And because “there’s no substitute for in-person coat drives,” Ms. Amodio said, her charity has come up with creative ways to stage them. Last month, a school in Atlanta held a coat drive during morning drop off. Masked volunteers collected more than 400 coats through rolled-down windows.

Food banks are also experiencing surging demand. “Food insecurity in the United States is at a level that arguably we have not seen since the Great Depression,” said Katie Fitzgerald, the chief operating officer of Feeding America, a nationwide network of more than 200 food banks.

City Harvest, which distributes excess food in New York City, said that since March it had distributed more than 3.4 million pounds of food to more than 80,000 families at the nine mobile markets it operates throughout the five boroughs. That’s compared with two million pounds of food to 46,000 families over the same period last year. The markets operate every two weeks at each location.
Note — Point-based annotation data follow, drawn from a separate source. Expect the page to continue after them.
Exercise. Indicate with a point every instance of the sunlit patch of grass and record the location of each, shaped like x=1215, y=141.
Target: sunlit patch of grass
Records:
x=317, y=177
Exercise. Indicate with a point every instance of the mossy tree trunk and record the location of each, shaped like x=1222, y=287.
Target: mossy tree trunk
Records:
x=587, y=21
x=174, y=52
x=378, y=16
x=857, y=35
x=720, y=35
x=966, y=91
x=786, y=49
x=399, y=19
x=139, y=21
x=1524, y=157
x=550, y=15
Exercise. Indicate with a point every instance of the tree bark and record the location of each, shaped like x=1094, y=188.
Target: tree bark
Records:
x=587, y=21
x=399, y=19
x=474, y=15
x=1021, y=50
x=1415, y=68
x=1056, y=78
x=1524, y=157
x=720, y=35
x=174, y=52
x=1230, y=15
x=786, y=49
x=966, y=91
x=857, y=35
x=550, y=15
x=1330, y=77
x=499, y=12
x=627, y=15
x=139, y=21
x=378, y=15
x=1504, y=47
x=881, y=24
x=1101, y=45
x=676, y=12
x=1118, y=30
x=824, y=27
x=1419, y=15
City Harvest has stopped its choose-your-own style of distributing food at the markets during the pandemic and instead bags and boxes food in its warehouse. And volunteers can still help out while staying socially distant.

“We literally push the box or bag across the table and the individual goes on their way,” said Ryan VanMeter, the associate director of major gifts for City Harvest. “The thing I say to people who volunteer at our mobile markets is you’re going to feel all the blessings. But, yes, we are trying to minimize the interaction.”
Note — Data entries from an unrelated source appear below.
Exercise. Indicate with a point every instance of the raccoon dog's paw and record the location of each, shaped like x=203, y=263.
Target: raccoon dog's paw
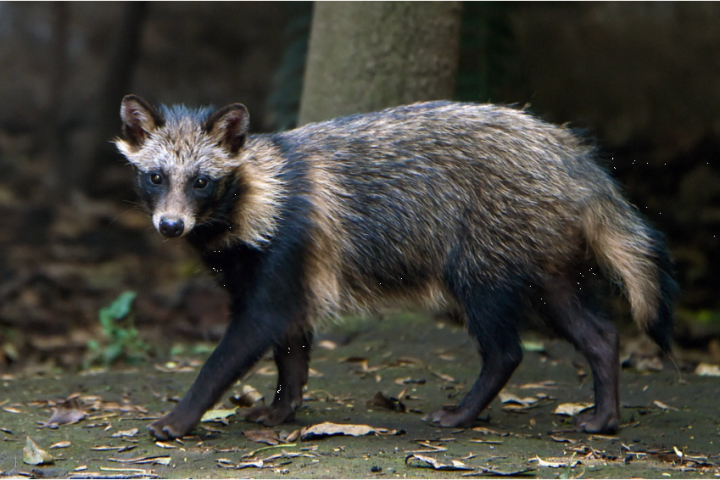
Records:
x=170, y=427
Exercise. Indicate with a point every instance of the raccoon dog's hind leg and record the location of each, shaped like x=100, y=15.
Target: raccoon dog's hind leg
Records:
x=493, y=315
x=292, y=357
x=571, y=308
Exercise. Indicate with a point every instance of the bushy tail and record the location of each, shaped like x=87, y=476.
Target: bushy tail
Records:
x=636, y=257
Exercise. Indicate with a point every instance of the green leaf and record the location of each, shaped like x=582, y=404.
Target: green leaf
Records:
x=120, y=308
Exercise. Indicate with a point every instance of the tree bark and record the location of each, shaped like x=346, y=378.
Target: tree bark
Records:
x=366, y=56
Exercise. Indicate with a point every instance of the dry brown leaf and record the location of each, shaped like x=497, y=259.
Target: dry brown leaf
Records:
x=218, y=415
x=513, y=402
x=173, y=367
x=327, y=429
x=34, y=455
x=267, y=436
x=558, y=463
x=499, y=473
x=443, y=377
x=409, y=380
x=266, y=371
x=659, y=404
x=487, y=442
x=327, y=344
x=388, y=403
x=572, y=409
x=154, y=460
x=247, y=397
x=707, y=370
x=545, y=384
x=421, y=461
x=67, y=413
x=487, y=431
x=63, y=444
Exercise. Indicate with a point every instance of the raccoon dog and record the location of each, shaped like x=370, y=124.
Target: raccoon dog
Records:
x=479, y=210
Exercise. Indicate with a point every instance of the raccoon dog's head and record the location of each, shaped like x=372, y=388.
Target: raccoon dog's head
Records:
x=184, y=160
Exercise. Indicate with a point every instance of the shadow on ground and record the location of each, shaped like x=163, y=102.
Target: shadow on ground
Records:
x=670, y=420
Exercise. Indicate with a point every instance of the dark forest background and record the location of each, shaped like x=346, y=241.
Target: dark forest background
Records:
x=641, y=80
But most critical right now, Mr. VanMeter said, is financial donations.

A recent study by a Fidelity Charitable, the nation’s largest grantmaker, found that two in three volunteers decreased or stopped contributing their time because of the pandemic. In its own survey, VolunteerMatch found that more people currently viewed Covid-19 as a barrier to volunteering than at the beginning of the pandemic, even though “we expected it to be the opposite,” Ms. Plato said.

Part of the reason for the volunteer shortage is that many volunteers are older people — the population most at risk for the coronavirus. But there are ways to donate your time and stay safe.